Der Reduktionismus liegt hier eher in der Beschreibung der Theorien, die eben nicht auf dem aktuellen Stand ist. Auch Männer haben ein Interesse an Treue, weil sie zum einen bei einer festen Partnerin eher sicherstellen, dass sie auch wirklich in ihren Nachwuchs interessieren und weil Untreue die Partnerschaft gefährden kann. Aber natürlich haben sie ein lockeres Verhältnis zu Sex, wie leicht an zB dieser Studie zu sehen ist. Aus dieser wird auch deutlich, dass Frauen in der Tat wesentlich weniger Partner wollen und eher als Männer eine feste Partnerschaft als Idealzustand ansehen. All das bedeutet aber nicht, dass Frauen treu sind. Sie können natürlich ebenfalls untreu sein und sich so evolutionstechnisch sowohl einen Versorger sichern als auch die Gene eines anderen Mannes, der andere Vorteile bietet. Das Frauen nicht von Natur aus treu sind zeigen bereits die Hoden und das Sperma des Menschenmannes, beide sind auf Samenkonkurrenz ausgelegt, die es bei absoluter weiblicher Treue eben nicht geben würde.

Seine weiteren Argumente:

Doch warum kann unser sexuelles und geschlechtliches Verhalten nicht mehr mit Urinstinkten erklärt werden? Weil zwischen der Steinzeit und dem Endkapitalismus ein Abgrund klafft. Weil wir seit Jahrhunderten in einem sexuellen Zeitalter leben und um Geburtenregelung, freie Liebe, sexuelle und geschlechtliche Emanzipation kämpfen. Weil bei uns Fortpflanzung und Sexualität nicht mehr zusammenfallen. Weil der Mensch von Natur gesellschaftlich ist und folglich sein Sexual- und Geschlechtsleben auch.

Erst einmal: Wie gerade dargestellt kann man das Verhalten mit Urinstinkten erklären. Sodann: Der Abgrund ist kleiner als er denkt. Erst in neuerer Zeit haben wir effektive Verhütungsmethoden entwickelt, zu kurz um so wesentliche Punkte wie unsere Sexualität zu ändern. Das Fortpflanzung und Sexualität nicht mehr zusammenfallen ändert daran nichts: Im Gegenteil, ohne Fortpflanzung kann eine evolutionäre Veränderung gerade nicht stattfinden. Unser System bewirkt aber nicht, dass Menschen, die verhüten und dennoch hemmungslosen Sex haben, sich mehr fortpflanzen, so dass eben der Genpool davon nicht betroffen ist.

Weiter geht es mit:

Das natürliche Moment am Sexuellen lässt sich vom gesellschaftlichen prinzipiell nicht abscheiden − im Sinne von primär und sekundär, von vorausgegeben und gemacht, von richtig und falsch.
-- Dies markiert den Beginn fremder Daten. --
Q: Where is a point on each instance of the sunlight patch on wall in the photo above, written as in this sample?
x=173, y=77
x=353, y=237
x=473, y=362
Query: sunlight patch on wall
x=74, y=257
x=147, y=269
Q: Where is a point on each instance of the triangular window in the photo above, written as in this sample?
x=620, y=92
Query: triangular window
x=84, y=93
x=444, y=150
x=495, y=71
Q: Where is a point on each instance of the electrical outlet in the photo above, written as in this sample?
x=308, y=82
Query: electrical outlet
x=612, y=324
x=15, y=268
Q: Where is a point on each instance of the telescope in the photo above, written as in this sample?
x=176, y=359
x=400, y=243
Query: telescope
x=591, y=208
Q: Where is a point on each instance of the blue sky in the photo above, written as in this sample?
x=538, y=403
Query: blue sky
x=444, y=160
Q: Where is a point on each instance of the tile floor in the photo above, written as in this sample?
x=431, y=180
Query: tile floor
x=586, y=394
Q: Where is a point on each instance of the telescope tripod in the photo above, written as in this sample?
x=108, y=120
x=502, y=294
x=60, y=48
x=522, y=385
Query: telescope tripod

Natürlich stehen hier Gesellschaft und Biologie in einem engen Zusammenhang. Wie wir unsere Sexualität ausleben können und was erlaubt ist bestimmt in vielen Fällen die Gesellschaft. Dennoch bestimmt die Biologie weiterhin, was wir eigentlich wollen und die Gesellschaft hat auch die Unterschiede zwischen Mann und Frau in diesem Bereich nicht verschwinden lassen. Wer glaubt, dass Sex etwas gesellschaftliches ist, der lasse sich eine chemische Kastration verpassen und schaue sich die Auswirkungen auf sein Sexualleben an. Natürlich kann die Biologie keine Wertung vornehmen – das wäre wieder ein naturalistischer Fehlschluss – aber sie bestimmt, was uns Lust bereitet und was nicht. Auch in Zeiten und Gegenden, in denen zB Homosexualität verboten ist, setzen sich Homosexuelle darüber hinweg, weil sie aus biologischen Gründen Lust auf Sex mit einem Mann haben. Die Biologie setzt hier der Gesellschaft grenzen. Sie kann den Akt zwar verbieten, aber das Begehren nicht abschalten.